Deadline reports that FremantleMedia is preparing a remake of To Tell The Truth, the lie-detection game show that first aired in 1956 and continued until 1978, with a few brief revivals since then. (The most recent iteration was a two-season affair hosted by John O’Hurley.) The Mark Goodson-produced, Bob Stewart-created format pits four witty celebrities against a panel of three guests, all of whom claim to be the same person with an unusual story or job—a professional alibi preparer, say, or a sleeping-position expert. The celebrities’ job is to question the guests to determine which one is actually who he or she claims to be.

Ex-NBC chairman Jeff Gaspin is spearheading the project, as he’s apparently a fan of the show. That’s good to hear, but this part of the Deadline writeup is less reassuring: “Eyed for primetime on the broadcast networks, the new To Tell The Truth is described as an update of the familiar format with a surprising new twist that adds action and suspense and raises the stakes.” Game show enthusiasts have seen “more action and suspense!!” grafted onto lighthearted, low-key classics before, and it rarely works out well.

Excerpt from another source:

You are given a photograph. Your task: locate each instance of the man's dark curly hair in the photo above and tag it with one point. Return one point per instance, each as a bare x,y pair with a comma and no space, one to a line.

As mentioned above, To Tell The Truth has gone through a number of incarnations since it hit the CBS airwaves in 1956. The first edition was hosted by Bud Collyer, an emcee from the old guard of radio’s golden age. Here’s a 1964 edition with a quintessential original TTTT panel of Tom Poston, Peggy Cass, Orson Bean, and Kitty Carlise—plus John Le Carré makes an appearance in the second segment:

The original show went off the air in 1968, but it was immediately followed in 1969 by a syndicated version with new mod styling and a looser feel to match. The wonderfully affable Garry Moore hosted, and he helped make this the most enjoyable iteration of TTTT. Here’s an episode that features a startling opening and an even more startling jacket (on the person of Larry Blyden):

The 1990 NBC revival burned through hosts: The pilot was hosted by Richard Kline; Gordon Elliott was the first “official” host; football star Lynn Swann took over for Elliott; and Alex Trebek later took over for Swann. (This all took place in the course of one season—the show wasn’t renewed.) Compounding this game of musical emcee chairs, Trebek missed part of one taping session because his wife was giving birth, so producer Mark Goodson filled in:

(Goodson says in that episode that he’s never sat in the hosting spot before, but that’s not true—he must have forgotten this 1967 episode.)